Photo from St Paul's Darkroom
Here are some storage solutions that are easy to get hold of and will protect those precious negatives for years to come!
Negative storage pages
Negative storage pages or sleeves will protect your film from dust, scratches and general grime. It also allows you to keep all your negatives organised and together in one place. Because the sleeves are going to be in direct contact with the film it is important to choose negative sleeves that are up to archival standard - look for brands such as Printfile and Kenro.
Photo from Parallax Photographic Coop
Negative storage box
With the hole punched edges, you can just collect up all your negative sleeves and keep them in a ringbinder folder. However, negative storage boxes are specifically made for the long term storage of film, and all materials used are acid free and suitable for archiving. Being able to fully close the lid also prevents dust and light getting in, and these boxes are easily stacked if you begin to build up a collection! Using these storage methods, you can really organise and streamline the process, labelling your film with locations and dates.
These aren't specifically storage solutions, but gloves and an air blower are handy things to own, especially if you are going to be scanning negatives yourself and repeatedly handling film. These items are both cheap and will make a huge difference in preventing oils from your hands or dust settling on your film.
Photo from Parallax Photographic Coop
Let's move on to scanning. We'll be talking you through developing your film at home in a few weeks time, but lots of people prefer dropping film off at the lab to be developed, and then later scanning in the negatives themselves.
Why should you do this?
It's faster, with no need to wait for the lab to get round to your film. It can save you money as well, especially if you frequently get through a lot of rolls. You have creative control - you get to make the decisions on any adjustments and that feeling of being involved across the whole process is really exciting.
What will you need?
Gloves, air blower, scanner, computer and your developed film.
Photo from mrleica.com
Choosing a scanner
This is another case of preference, and having a look at what is available at your price range. The Epson scanners tend to be the more popular, and come highly recommended, but most flatbed scanners will allow you to scan both 35 and 120mm film.

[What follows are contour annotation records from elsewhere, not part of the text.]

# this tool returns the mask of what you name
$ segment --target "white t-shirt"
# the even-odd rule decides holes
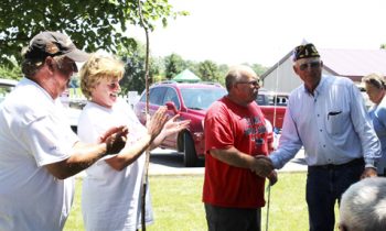
[[[128,142],[136,142],[146,132],[130,106],[122,100],[111,109],[88,102],[78,121],[78,136],[94,143],[107,129],[127,125]],[[114,231],[140,228],[142,173],[146,156],[118,172],[104,160],[86,169],[83,183],[82,212],[86,230]],[[149,187],[148,187],[149,188]],[[153,220],[149,191],[146,201],[146,221]]]
[[[23,78],[0,108],[0,230],[62,230],[74,180],[45,167],[69,157],[77,136],[60,100]]]

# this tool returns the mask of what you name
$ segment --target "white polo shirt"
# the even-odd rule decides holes
[[[45,167],[77,142],[60,100],[23,78],[0,107],[0,230],[62,230],[74,182]]]

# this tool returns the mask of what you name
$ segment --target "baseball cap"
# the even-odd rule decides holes
[[[24,58],[44,59],[47,56],[65,55],[75,62],[85,62],[88,54],[76,48],[71,38],[60,32],[45,31],[35,35],[24,54]]]
[[[293,61],[300,58],[320,57],[317,47],[312,43],[299,45],[293,50]]]

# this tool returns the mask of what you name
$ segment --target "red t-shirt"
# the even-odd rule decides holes
[[[260,108],[248,107],[224,97],[214,102],[205,117],[205,179],[203,201],[213,206],[258,208],[265,206],[265,178],[250,169],[234,167],[214,158],[213,148],[232,146],[256,156],[267,155],[267,129]]]

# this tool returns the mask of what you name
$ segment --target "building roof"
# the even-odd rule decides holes
[[[386,50],[320,50],[324,66],[336,76],[386,75]]]
[[[336,76],[361,80],[363,76],[377,73],[386,76],[386,50],[332,50],[320,48],[319,53],[324,68]],[[277,64],[261,75],[261,78],[274,72],[278,65],[292,57],[287,53]]]

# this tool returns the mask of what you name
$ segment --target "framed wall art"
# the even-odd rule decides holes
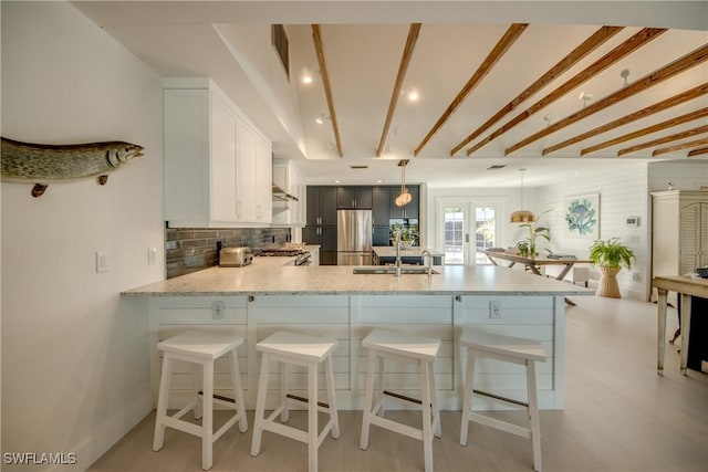
[[[566,237],[600,239],[600,193],[568,197],[563,220]]]

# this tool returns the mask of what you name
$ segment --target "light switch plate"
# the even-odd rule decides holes
[[[108,272],[108,253],[96,251],[96,273]]]

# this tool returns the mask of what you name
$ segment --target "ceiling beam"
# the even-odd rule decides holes
[[[621,27],[602,27],[602,28],[600,28],[590,38],[587,38],[585,41],[583,41],[583,43],[581,45],[579,45],[573,51],[571,51],[570,54],[565,55],[565,57],[563,57],[554,66],[549,69],[534,83],[529,85],[523,92],[521,92],[519,95],[517,95],[516,98],[513,98],[511,102],[509,102],[507,105],[504,105],[491,118],[489,118],[487,122],[485,122],[483,125],[481,125],[480,127],[475,129],[469,136],[467,136],[465,139],[462,139],[462,141],[460,141],[460,144],[455,146],[450,150],[450,156],[455,156],[455,154],[458,150],[460,150],[461,148],[467,146],[477,136],[481,135],[487,129],[489,129],[489,127],[492,126],[494,123],[499,122],[501,118],[507,116],[509,113],[513,112],[527,98],[529,98],[531,95],[533,95],[534,93],[537,93],[538,91],[540,91],[541,88],[546,86],[549,83],[551,83],[553,80],[555,80],[555,77],[560,76],[565,71],[571,69],[573,65],[575,65],[577,62],[580,62],[583,57],[585,57],[587,54],[593,52],[595,49],[600,48],[602,44],[604,44],[607,40],[613,38],[615,34],[617,34],[622,30],[623,30],[623,28],[621,28]]]
[[[654,153],[652,153],[652,157],[660,156],[663,154],[675,153],[677,150],[688,149],[696,146],[705,146],[707,144],[708,144],[708,138],[701,138],[701,139],[696,139],[688,143],[677,144],[676,146],[662,147],[658,149],[654,149]]]
[[[628,123],[636,122],[637,119],[646,118],[649,115],[653,115],[655,113],[662,112],[662,111],[667,109],[667,108],[670,108],[670,107],[676,106],[678,104],[681,104],[684,102],[688,102],[689,99],[697,98],[697,97],[699,97],[701,95],[705,95],[707,93],[708,93],[708,83],[705,83],[702,85],[698,85],[697,87],[694,87],[691,90],[683,92],[683,93],[680,93],[678,95],[674,95],[673,97],[666,98],[666,99],[664,99],[664,101],[662,101],[659,103],[655,103],[654,105],[649,105],[649,106],[647,106],[645,108],[638,109],[638,111],[636,111],[634,113],[625,115],[625,116],[623,116],[621,118],[617,118],[617,119],[615,119],[613,122],[605,123],[604,125],[597,126],[596,128],[593,128],[593,129],[591,129],[589,132],[582,133],[582,134],[580,134],[577,136],[573,136],[572,138],[566,139],[563,143],[559,143],[559,144],[553,145],[553,146],[551,146],[549,148],[545,148],[545,149],[543,149],[541,155],[545,156],[546,154],[553,153],[553,151],[555,151],[558,149],[564,148],[564,147],[570,146],[570,145],[575,144],[575,143],[580,143],[580,141],[585,140],[585,139],[587,139],[590,137],[597,136],[597,135],[600,135],[602,133],[606,133],[606,132],[608,132],[611,129],[614,129],[616,127],[620,127],[620,126],[624,126],[624,125],[626,125]]]
[[[620,149],[617,151],[617,157],[624,156],[625,154],[636,153],[637,150],[646,149],[649,147],[660,146],[666,143],[671,143],[678,139],[684,139],[690,136],[695,136],[700,133],[706,133],[708,130],[708,125],[700,126],[698,128],[689,129],[688,132],[675,133],[670,136],[664,136],[662,138],[652,139],[650,141],[641,143],[636,146],[626,147],[624,149]]]
[[[410,63],[410,56],[413,56],[413,50],[416,46],[418,34],[420,33],[420,23],[413,23],[408,28],[408,38],[406,39],[406,45],[400,56],[400,65],[398,65],[398,75],[396,76],[396,83],[394,84],[394,91],[391,94],[391,103],[388,104],[388,113],[386,114],[386,123],[384,123],[384,130],[381,134],[381,140],[378,141],[378,148],[376,149],[376,157],[381,157],[386,145],[386,136],[388,136],[388,128],[391,122],[394,119],[394,113],[396,112],[396,104],[400,96],[400,88],[403,87],[403,81],[406,77],[406,71]]]
[[[538,133],[534,133],[533,135],[529,136],[525,139],[520,140],[513,146],[507,148],[504,150],[504,155],[508,156],[511,153],[519,150],[522,147],[530,145],[531,143],[534,143],[544,136],[555,133],[559,129],[570,126],[575,122],[579,122],[590,115],[593,115],[602,109],[605,109],[612,105],[615,105],[625,98],[636,95],[639,92],[644,92],[653,87],[654,85],[660,84],[662,82],[668,78],[671,78],[673,76],[678,75],[681,72],[685,72],[698,64],[701,64],[707,60],[708,60],[708,44],[705,44],[689,52],[688,54],[677,59],[676,61],[673,61],[666,64],[664,67],[660,67],[657,71],[654,71],[653,73],[645,75],[644,77],[627,85],[626,87],[621,88],[617,92],[607,95],[606,97],[593,103],[592,105],[587,105],[586,107],[582,108],[580,112],[575,112],[572,115],[561,119],[560,122],[553,125],[550,125]]]
[[[467,149],[467,155],[469,156],[472,153],[479,150],[480,148],[482,148],[483,146],[486,146],[490,141],[497,139],[499,136],[501,136],[504,133],[507,133],[509,129],[511,129],[514,126],[517,126],[519,123],[525,120],[531,115],[533,115],[533,114],[540,112],[541,109],[545,108],[546,106],[549,106],[550,104],[552,104],[556,99],[565,96],[572,90],[574,90],[574,88],[579,87],[581,84],[587,82],[590,78],[592,78],[595,75],[600,74],[602,71],[604,71],[605,69],[610,67],[612,64],[614,64],[615,62],[620,61],[621,59],[632,54],[634,51],[636,51],[639,48],[642,48],[643,45],[647,44],[649,41],[658,38],[664,32],[666,32],[666,30],[662,30],[662,29],[658,29],[658,28],[645,28],[645,29],[643,29],[642,31],[639,31],[638,33],[636,33],[635,35],[629,38],[627,41],[623,42],[622,44],[620,44],[618,46],[616,46],[615,49],[610,51],[607,54],[605,54],[602,57],[600,57],[597,61],[593,62],[590,66],[587,66],[583,71],[581,71],[577,74],[575,74],[572,78],[570,78],[563,85],[561,85],[560,87],[555,88],[553,92],[551,92],[550,94],[548,94],[546,96],[544,96],[543,98],[541,98],[540,101],[538,101],[537,103],[531,105],[524,112],[521,112],[513,119],[511,119],[506,125],[503,125],[500,128],[498,128],[491,135],[487,136],[485,139],[479,141],[478,144],[476,144],[471,148]]]
[[[708,154],[708,147],[699,147],[698,149],[689,150],[687,157],[701,156],[704,154]]]
[[[430,140],[434,134],[440,129],[440,127],[448,120],[448,118],[455,113],[455,111],[461,105],[461,103],[467,98],[472,90],[489,74],[492,67],[499,62],[499,60],[507,53],[509,48],[519,39],[521,33],[527,29],[529,24],[527,23],[513,23],[504,35],[499,40],[497,45],[491,50],[491,52],[487,55],[485,61],[482,61],[481,65],[475,71],[472,76],[467,81],[462,90],[457,94],[452,103],[447,107],[442,115],[438,118],[438,120],[433,125],[433,128],[428,132],[428,134],[423,138],[418,147],[416,147],[413,153],[415,156],[420,154],[420,150],[425,147],[426,144]]]
[[[342,151],[342,139],[340,139],[340,125],[336,122],[334,99],[332,98],[332,87],[330,86],[327,61],[324,55],[324,45],[322,44],[322,30],[319,24],[312,25],[312,40],[314,41],[314,50],[317,53],[317,63],[320,65],[320,74],[322,75],[322,84],[324,85],[324,95],[327,99],[327,108],[330,109],[332,130],[334,132],[334,140],[336,141],[336,150],[340,154],[340,157],[344,157],[344,153]]]
[[[700,108],[691,113],[687,113],[681,116],[677,116],[671,119],[667,119],[666,122],[658,123],[653,126],[647,126],[646,128],[638,129],[634,133],[627,133],[626,135],[620,136],[614,139],[606,140],[604,143],[596,144],[595,146],[586,147],[580,151],[581,156],[586,156],[592,153],[596,153],[600,149],[607,148],[610,146],[615,146],[620,143],[628,141],[631,139],[636,139],[642,136],[650,135],[656,132],[664,130],[666,128],[671,128],[674,126],[681,125],[684,123],[693,122],[694,119],[702,118],[708,116],[708,108]]]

Scanners will come with an accompanying software - this is really straightforward to use, you just need to understand what your different options mean. Try and set up your scanning station somewhere where dust isn't an issue - this will be the bane of your life if you constantly have flecks and dust spots across your scans! Give the film and your scanner a quick clean with the air blower before you begin, then slot your negatives into the film holders, matte side up.
Photo taken from King Jvpes video
There are a few options to select once you've loaded up the scanning software - make sure you've selected film scanning. For image type, its 24 bit colour (for colour photos) or 16 bit grayscale (for black and white). Resolution really depends on what you're planning on using the final scans for. If you're planning on creating a big print, go for a larger resolution, but bear in mind this will take longer to scan. For smaller prints and for online uploads, anything between 1200 dpi and 2400 dpi will be fine.
Some scanners give you the option for additional adjustments - this is all down to preference and they usually give a preview of what effects this will cause, so have a cycle through these options to decide whether you want to use any of the features.
Photo from Casual Photophile
Another option to bear in mind when it comes to saving out your scans is file type. JPEGs are compressed, so will give you a smaller file size but with slightly less detail. TIFFs are bigger but contain much more detail. JPEGs are perfectly fine to use but if you have a hard drive and the space to store much larger files, you might want to save your scans out as TIFFs.
The motto of film photography is practice, practice, practice, so don't worry if it takes you a little bit of time to get the hang of scanning your negatives in - remember you can always edit and tweak your final photos later in Lightroom or Photoshop!